The kind of handle a C-Rank with delusions of grandeur slapped on his profile before begging fixers for work that paid more than minimum wage.
No one would suspect the account’s handler was the country’s newest most wanted.
He switched back to the conversation and confirmed the job details. The fixer sent over a location, a description of the target guild’s building, and a rough layout of where the sword was being kept.
Nothing too detailed, but enough to work with. The pay was decent. Not life-changing, but enough to keep him fed and supplied for a few weeks.
Ronan committed the details to memory, then deleted the conversation. He went through his contact list next, purging every name that wasn’t essential. Old clients. Former coworkers. Hunters who’d hired him once and never thought about him again. All of them, gone.
By the time he finished, his account was stripped down to the bones
He set the phone down and leaned back in his chair, staring at the ceiling. The plan was in motion. Step one, information, was handled for now.
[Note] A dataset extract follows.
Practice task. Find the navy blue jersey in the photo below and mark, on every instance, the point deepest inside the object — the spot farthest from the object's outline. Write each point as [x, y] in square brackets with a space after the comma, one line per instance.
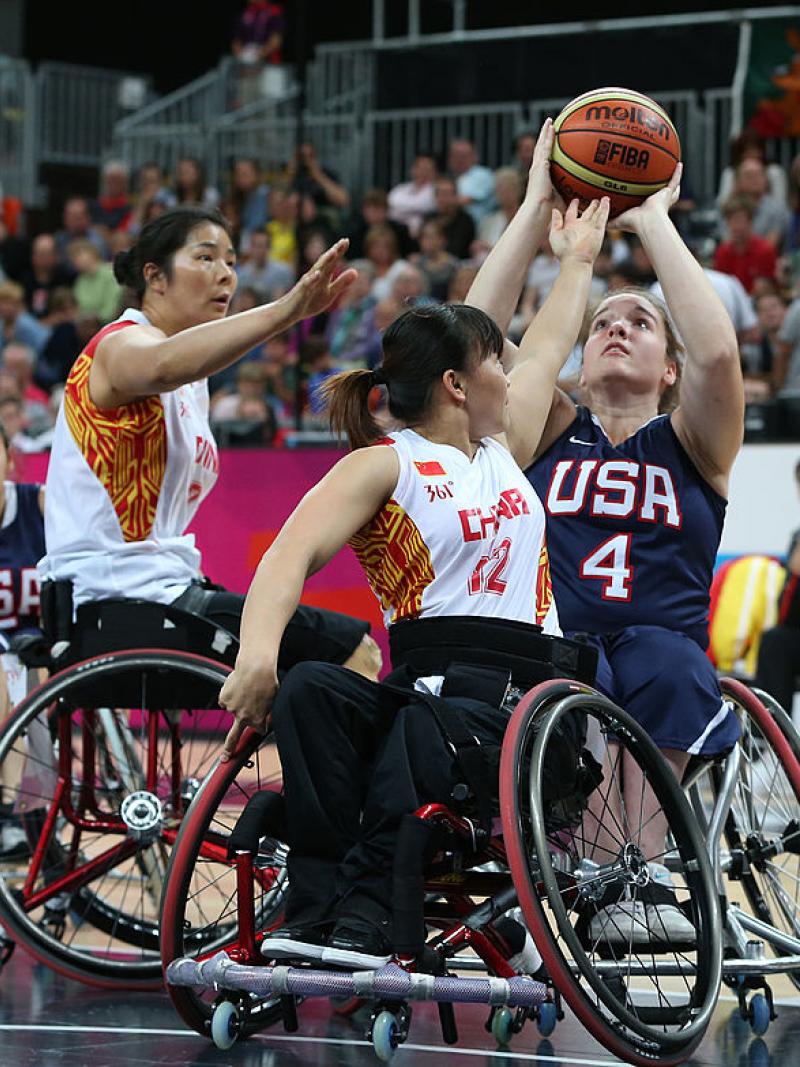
[21, 546]
[633, 529]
Step two, resources, was on its way. Step three was still asleep on his mattress, her shadows curled around her like a blanket.
And step four, the skill evolution point, was waiting for her to wake up.
Ronan closed his eyes and let himself breathe. Tomorrow, or whenever Sarael woke up, they’d figure out the skill. Tonight, he’d rest.
"Still got a few days’ worth of food left. Enough for breakfast, lunch, and dinner tomorrow. After that, I’ll hit the guild at midnight."